No protótipo mostrado no V SSI, o registro que codifica um voto ainda por confirmar é mostrado na primeira imagem abaixo .
O número do candidato escolhido para um cargo é marcado pela seleção dos respectivos algarismos, nas linhas correspondentes. O algarismo selecionando é representado por símbolos
distintos nas duas subcolunas, enquanto os outros na mesma linha
são representados por símbolos iguais. Na imagem abaixo o
eleitor veria, ainda sob o visor da impressora, que seu voto para
Deputado Federal estaria sendo registrado para o candidato 51.236,
o voto para Governador para o candidato 72, e o voto para Presidente ao
candidato 38.
Ao confirmar o voto, o eleitor teria que escolher qual subcoluna apagar, se a da direita ou a da esquerda. A segunda imagem mostra a escolha da direita. Ao confirmar sua escolha, a impressora
recolhe de volta o registro às claras, apaga a coluna escolhida cobrindo-a de tinta,
e entrega o registro com o respectivo comprovante impresso, conforme
mostrado no exemplo da imagem abaixo. A escolha pelo eleitor, ao confirmar o voto, de qual metade do registro será apagada, dentre duas metades aleatoriamente codificadas, serve como garantia matemática de que nenhum programa embusteiro eventualmente inserido na urna, ou no processo de apuração, teria
condições de saber, com antecedência, de que maneira aquele
voto poderia ser alterado de forma indetectável, entre o registro e a totalização.
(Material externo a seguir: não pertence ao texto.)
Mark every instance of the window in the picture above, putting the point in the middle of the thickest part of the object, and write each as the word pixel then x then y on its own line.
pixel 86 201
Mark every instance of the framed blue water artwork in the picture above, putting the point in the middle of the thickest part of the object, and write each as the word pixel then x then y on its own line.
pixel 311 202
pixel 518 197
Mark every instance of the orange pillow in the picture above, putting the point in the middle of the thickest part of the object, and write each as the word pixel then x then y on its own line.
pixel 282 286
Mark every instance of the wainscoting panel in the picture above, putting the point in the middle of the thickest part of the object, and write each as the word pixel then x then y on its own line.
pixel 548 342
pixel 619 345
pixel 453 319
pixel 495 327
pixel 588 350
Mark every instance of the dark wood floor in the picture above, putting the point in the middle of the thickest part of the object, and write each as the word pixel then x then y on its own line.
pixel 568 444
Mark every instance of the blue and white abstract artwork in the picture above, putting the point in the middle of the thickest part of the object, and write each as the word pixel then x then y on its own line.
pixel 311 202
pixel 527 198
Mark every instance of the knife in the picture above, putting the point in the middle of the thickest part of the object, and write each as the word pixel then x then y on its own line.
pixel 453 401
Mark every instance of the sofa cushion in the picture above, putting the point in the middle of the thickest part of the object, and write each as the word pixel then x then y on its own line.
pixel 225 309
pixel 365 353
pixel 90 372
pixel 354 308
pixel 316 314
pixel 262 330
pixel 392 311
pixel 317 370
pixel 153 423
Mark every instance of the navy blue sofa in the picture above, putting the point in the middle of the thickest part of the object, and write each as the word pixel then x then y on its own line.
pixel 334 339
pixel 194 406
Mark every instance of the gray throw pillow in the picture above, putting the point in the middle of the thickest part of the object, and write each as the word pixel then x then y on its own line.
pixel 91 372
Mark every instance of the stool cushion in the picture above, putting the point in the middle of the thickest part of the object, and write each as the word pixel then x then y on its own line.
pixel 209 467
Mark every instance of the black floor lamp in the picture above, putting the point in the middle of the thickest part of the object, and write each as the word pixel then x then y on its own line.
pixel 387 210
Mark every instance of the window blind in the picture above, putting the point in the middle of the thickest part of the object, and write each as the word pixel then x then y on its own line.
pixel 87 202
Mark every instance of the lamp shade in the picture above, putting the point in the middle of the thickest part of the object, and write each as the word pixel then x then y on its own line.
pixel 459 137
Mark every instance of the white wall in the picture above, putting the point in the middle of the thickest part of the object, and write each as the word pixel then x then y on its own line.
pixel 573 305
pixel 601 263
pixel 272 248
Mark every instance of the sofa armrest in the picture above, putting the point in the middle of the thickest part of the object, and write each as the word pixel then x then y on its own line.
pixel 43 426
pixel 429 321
A apuração procede com a versão eletrônica
cifrada da metade não apagada do registro, tendo como chave a
escolha aleatória da codificação. Esta
versão seria o seu o
voto eletrônico encriptado, impresso como sopinha de letras no
rodapé do comprovante, e listado eletronicamente na
"apuração" da
sessão eleitoral em que votou. Comparando a sopinha e a
listagem, o eleitor pode confirmar que seu voto está na fila da
totalização. Na totalização,
feita às claras, os votos encriptados
são decodificados em etapas, enquanto vão sendo
embaralhados, permitindo a detecção estatística de
manipulação indevida. Ao final, todos vêem a lista
dos votos às claras, mas sem chances práticas de
rastrear votos à origem.
Com a lista dos votos irrastreáveis às claras, a totalização pode proceder de
forma aberta e transparente, resguardada a integridade da lista. Esta
adaptação foi explicada pelo próprio Chaum ao técnico
Sr. Oswaldo Catsumi do TSE em um seminário técnico ocorrido na
Unicamp, antes do V SSI, quando o técnico do TSE prometeu "estudar a
proposta". Ao que me consta, continua estudando.